Video of flow rate -






Thanks in advance!


----------



## El carajillo (Mar 16, 2013)

Flow looks OK. Free running like that you should have a flow equating to about 110 ml / cc in 30 sec's. May be a little less or more.

Did you remove the dispersion block (behind the shower screen) held by 2 allen bolts. This also gets clagged up with coffee oil and they corrode.


----------



## Gubbo89 (Dec 5, 2018)

Thanks for replying.

Just ran a test and free flow was 160ml in 30secs so guess there's no problem there but I'll remember that test for a fewceeejs time to know when to clean/descale.

When pulling a shot - do you start timing from when you hit the brew button as it currently takes about 8 seconds to see any coffee.


----------



## L&R (Mar 8, 2018)

Looks ok to me, use cafiza and citric acid if you want to clean the 3way valve.


----------



## Gubbo89 (Dec 5, 2018)

L&R said:


> Looks ok to me, use cafiza and citric acid if you want to clean the 3way valve.


 Are you referring to backflushing or adding cafiza when descaling?

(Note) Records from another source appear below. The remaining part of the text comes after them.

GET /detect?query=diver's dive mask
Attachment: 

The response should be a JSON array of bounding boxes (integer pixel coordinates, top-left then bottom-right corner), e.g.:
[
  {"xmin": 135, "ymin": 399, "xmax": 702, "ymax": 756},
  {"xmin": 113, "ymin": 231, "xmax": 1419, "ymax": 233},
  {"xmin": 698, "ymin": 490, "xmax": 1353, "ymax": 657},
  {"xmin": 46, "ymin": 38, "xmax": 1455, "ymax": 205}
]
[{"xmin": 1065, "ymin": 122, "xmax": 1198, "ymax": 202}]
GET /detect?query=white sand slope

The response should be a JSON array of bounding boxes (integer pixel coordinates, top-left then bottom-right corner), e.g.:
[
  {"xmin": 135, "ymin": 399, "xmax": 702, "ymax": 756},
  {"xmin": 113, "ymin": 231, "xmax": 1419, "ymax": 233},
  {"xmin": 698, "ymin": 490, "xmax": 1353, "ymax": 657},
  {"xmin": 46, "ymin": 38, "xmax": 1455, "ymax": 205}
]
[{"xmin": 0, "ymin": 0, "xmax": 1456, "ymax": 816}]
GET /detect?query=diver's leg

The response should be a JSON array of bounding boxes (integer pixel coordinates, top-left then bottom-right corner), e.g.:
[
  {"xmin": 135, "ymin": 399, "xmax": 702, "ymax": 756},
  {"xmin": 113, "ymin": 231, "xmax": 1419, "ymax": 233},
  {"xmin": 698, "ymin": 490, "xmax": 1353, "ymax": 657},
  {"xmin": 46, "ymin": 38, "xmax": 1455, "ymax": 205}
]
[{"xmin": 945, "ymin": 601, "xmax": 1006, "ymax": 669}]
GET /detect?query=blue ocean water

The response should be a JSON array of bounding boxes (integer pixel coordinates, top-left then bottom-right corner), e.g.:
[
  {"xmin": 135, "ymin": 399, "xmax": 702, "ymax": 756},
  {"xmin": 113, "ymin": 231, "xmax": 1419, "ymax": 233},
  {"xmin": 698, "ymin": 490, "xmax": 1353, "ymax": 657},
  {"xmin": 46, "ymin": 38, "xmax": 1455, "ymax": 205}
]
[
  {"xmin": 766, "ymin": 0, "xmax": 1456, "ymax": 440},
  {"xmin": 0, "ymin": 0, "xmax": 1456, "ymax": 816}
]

If backflushing, would this be safe for all Gaggia machines? I was under the impression that only some with the correct internals can handle backflushing.


----------



## L&R (Mar 8, 2018)

backflushing w cafiza in a blind basket, descaling w citric acid through the water tank. 3way needs both.

GC is fine with both procedures.

BR


----------



## Gubbo89 (Dec 5, 2018)

Ah, think I was getting confused with needing the OPV to backflush.

Can see now that all Gaggia Classics have a solenoid valve so are OK to backflush. Will buy the bits I need and give it a go.


----------